In 2014, I stayed in the Marais, very close to the Synagogue. It was Passover and my neighbourhood was certainly a hub of activity. I loved to watch from my window as Jewish men in high fur hats made their way to worship. I was never afraid.
In a few weeks, I will be going to stay in Oaxaca de Juarez, Mexico for a couple of months. In many ways, Oaxaca is as far away from Paris as you could imagine. The streets are uneven, there are no shop windows and most of the people are very poor by any standard. Indigenous people from the pueblos come to the city to find that there are few jobs and little opportunity. My experience in Mexico ( two one-month sojourns in Oaxaca) is different from my European trips but I still feel safe.
|a street in Oaxaca|
There are many things that frighten me: heights and excess speed, looking foolish or being abandoned by those I love …..But with travel, I am usually quite certain that if I take the appropriate precautions, I will be safe. When I am alone in a unfamiliar city, I try to learn about local customs and dress so that I am inconspicuous. Not difficult in Paris but as a gringa in a primarily indigenous city, it is impossible.
In Oaxaca, I wear modest clothing that I can easily wash in the kitchen sink. I have access to a clothes line so cleanliness is not a problem. I take few clothes and donate most of them when I return home. I don't usually carry a camera or wear jewellery other than my wedding ring.
In Paris or in Oaxaca, I seldom venture out alone after dark. If I am going to a theatrical production, I take a taxi. I never drink in bars or take more than one glass of wine at a restaurant meal. I am a friendly person but when travelling by myself I pretty much keep my "poker face" until I've assessed the situation. I check out locations on Google maps before I set off. That way I avoid standing on street corners looking lost.
Last week at church, the sermon was about "non-linear warfare" tactics that keep us off-balance and afraid. Terrorism and drug cartels do exist, but what is the likelihood, that I will ever experience either one? It is possible that in Paris or Oaxaca that I could be "in the wrong place at the wrong time" but that is possible in my own neighbourhood. I fear being "off-balance and afraid" more than I fear being taken hostage by terrorists or drug dealers.
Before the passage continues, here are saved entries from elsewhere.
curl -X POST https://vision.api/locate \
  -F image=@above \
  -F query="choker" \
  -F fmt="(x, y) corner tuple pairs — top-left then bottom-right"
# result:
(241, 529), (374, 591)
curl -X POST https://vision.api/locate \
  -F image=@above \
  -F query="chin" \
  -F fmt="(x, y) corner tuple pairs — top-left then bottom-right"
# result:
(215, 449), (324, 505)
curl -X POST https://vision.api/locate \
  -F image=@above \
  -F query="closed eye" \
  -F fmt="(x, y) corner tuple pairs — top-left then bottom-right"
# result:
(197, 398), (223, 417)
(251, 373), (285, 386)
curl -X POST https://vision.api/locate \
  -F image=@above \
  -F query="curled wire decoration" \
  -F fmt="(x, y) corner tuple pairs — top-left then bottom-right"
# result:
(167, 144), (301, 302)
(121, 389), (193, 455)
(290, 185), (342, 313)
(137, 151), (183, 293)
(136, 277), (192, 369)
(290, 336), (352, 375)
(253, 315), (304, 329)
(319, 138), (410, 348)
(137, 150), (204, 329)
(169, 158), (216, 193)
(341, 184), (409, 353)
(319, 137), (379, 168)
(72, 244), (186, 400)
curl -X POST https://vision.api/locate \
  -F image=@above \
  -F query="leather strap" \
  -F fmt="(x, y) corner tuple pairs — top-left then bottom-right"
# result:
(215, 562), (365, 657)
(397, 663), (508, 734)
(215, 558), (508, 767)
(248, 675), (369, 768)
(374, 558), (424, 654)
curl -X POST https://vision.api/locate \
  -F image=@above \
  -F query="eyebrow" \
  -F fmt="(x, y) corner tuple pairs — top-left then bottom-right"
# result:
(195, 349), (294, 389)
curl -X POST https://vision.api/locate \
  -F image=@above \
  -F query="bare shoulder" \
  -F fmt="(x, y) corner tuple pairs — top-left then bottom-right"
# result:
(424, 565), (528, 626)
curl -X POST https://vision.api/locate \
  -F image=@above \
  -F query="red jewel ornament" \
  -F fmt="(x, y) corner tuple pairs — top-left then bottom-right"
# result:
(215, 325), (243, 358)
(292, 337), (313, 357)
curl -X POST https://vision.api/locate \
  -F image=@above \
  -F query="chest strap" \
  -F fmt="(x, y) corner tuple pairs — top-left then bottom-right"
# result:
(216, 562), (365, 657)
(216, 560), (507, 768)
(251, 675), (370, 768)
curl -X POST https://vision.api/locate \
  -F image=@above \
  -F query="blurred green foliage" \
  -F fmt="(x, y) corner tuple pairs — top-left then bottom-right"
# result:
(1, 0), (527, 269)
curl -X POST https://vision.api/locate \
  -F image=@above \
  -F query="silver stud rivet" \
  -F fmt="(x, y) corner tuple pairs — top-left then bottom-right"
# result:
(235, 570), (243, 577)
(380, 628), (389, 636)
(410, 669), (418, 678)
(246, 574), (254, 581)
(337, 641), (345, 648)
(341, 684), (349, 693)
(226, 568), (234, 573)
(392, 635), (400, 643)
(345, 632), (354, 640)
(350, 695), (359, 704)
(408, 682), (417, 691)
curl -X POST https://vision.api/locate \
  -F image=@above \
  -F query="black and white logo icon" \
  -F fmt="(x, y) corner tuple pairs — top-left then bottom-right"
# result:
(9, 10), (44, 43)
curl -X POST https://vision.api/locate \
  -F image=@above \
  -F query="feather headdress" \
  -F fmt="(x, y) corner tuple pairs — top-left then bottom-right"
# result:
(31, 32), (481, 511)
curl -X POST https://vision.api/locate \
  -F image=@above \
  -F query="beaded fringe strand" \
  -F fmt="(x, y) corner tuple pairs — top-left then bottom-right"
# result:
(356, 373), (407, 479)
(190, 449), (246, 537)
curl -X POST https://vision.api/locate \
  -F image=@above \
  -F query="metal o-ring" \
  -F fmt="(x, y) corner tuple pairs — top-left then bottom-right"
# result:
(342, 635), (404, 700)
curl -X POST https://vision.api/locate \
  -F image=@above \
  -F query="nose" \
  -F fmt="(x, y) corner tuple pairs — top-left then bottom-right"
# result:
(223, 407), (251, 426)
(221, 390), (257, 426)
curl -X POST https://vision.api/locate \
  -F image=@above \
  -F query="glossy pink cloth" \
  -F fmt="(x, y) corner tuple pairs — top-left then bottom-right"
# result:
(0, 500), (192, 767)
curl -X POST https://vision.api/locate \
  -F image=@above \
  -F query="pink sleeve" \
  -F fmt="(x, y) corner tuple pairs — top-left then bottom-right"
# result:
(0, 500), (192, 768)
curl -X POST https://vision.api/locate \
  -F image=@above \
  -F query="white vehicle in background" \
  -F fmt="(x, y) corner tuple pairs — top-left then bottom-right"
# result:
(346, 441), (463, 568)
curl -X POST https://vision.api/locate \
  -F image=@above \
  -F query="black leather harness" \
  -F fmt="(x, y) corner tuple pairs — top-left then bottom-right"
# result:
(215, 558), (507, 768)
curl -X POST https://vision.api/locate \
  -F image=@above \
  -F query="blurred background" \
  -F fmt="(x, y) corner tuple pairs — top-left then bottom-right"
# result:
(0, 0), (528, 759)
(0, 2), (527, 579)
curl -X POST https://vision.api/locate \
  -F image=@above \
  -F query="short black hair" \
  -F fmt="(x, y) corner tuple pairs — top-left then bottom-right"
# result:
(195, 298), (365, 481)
I dislike violence of any sort. I tend to leave the room if Monsieur is watching "loud and violent" television. While I personally choose to attend my neighbourhood church for a feeling of peace and of community, I do not believe that there is any religion that instructs its members to kill innocent people.
I hope that the neither the week's events in Paris nor the tales that we hear of grisly murders in Mexico create the feelings of uncertainty and fear to prevent us from experiencing all of the positive and meaningful experiences that travel has to offer.